Almost overnight it seemed Archie had singlehandedly increased public attention on the Stolen Generations to the point that we could no longer ignore it. He become not only an agent of change and an advocate for Indigenous rights but also to some degree a national hero. (On 13 February 2008, Prime Minister Kevin Rudd made a formal apology to Australia’s Indigenous peoples, particularly to the Stolen Generations, to the relief of Archie and a nation.)

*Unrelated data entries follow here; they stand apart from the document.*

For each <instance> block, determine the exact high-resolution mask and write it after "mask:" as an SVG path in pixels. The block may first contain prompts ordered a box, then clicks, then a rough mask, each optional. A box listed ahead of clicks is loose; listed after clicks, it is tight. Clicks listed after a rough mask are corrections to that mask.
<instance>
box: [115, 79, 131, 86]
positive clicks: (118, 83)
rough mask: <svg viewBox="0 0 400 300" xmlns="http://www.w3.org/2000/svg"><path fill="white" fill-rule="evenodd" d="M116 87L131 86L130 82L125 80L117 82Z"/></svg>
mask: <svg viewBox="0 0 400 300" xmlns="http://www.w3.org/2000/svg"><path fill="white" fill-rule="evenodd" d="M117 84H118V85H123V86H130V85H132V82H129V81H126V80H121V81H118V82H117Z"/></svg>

Over the preceding decades, Archie would visit missions and hospitals and prisons working with young Aboriginal offenders. He also continued to record albums primary about autobiographical subjects and childhood memories, people and places and the plight of Indigenous Australians. While fame as a singer songwriter took him around the world, he even opened for Bob Dylan and Patti Smith and Tracy Chapman, to name a few, he always managed to find his way home to Ruby and their children. When he lost his dear Ruby in 2010, it almost broke his heart but somehow through his personal tragedy found the strength to carry on. Interestingly, he dedicated his sixth studio album Into The Bloodstream, in 2012, to Ruby and the importance of, as Archie once said, “about getting on with life.”
More recently, now 63 and ailing, due to complications of chronic lung disease, Archie is still singing his praises to the love of his life. Archie runs Ruby’s Foundation aimed at trying to improve the lives and opportunities of young Indigenous people through the arts and culture.
And so, while he continues to mentor and sing while he still can, Archie has managed to release late this year his expansive new album, Tell Me Why, a companion to his highly-anticipated memoir, of the same name. In short, a lot like the book, Archie’s acclaimed new album chronicles his extraordinary life and in the process reminding us yet again of the wonderful healing power of music.
What a heartbreaking, yet uplifting story! WTF was wrong with so many Europeans who colonized the Americas, Australia, New Zealand, Oceania, and the rest of the non-white world? Such utter cruelty…
What an amazing man ! to achieve so much in spite of so much personal suffering ! The Maori people here in New Zealand are also doing so much to regain their own identity in many fields.
I saw the movie, Sapphires, about a singing group in the ‘60s, much like the Supremes. I learned about the plight of the Aboriginal children. Great movie, it still sticks with me.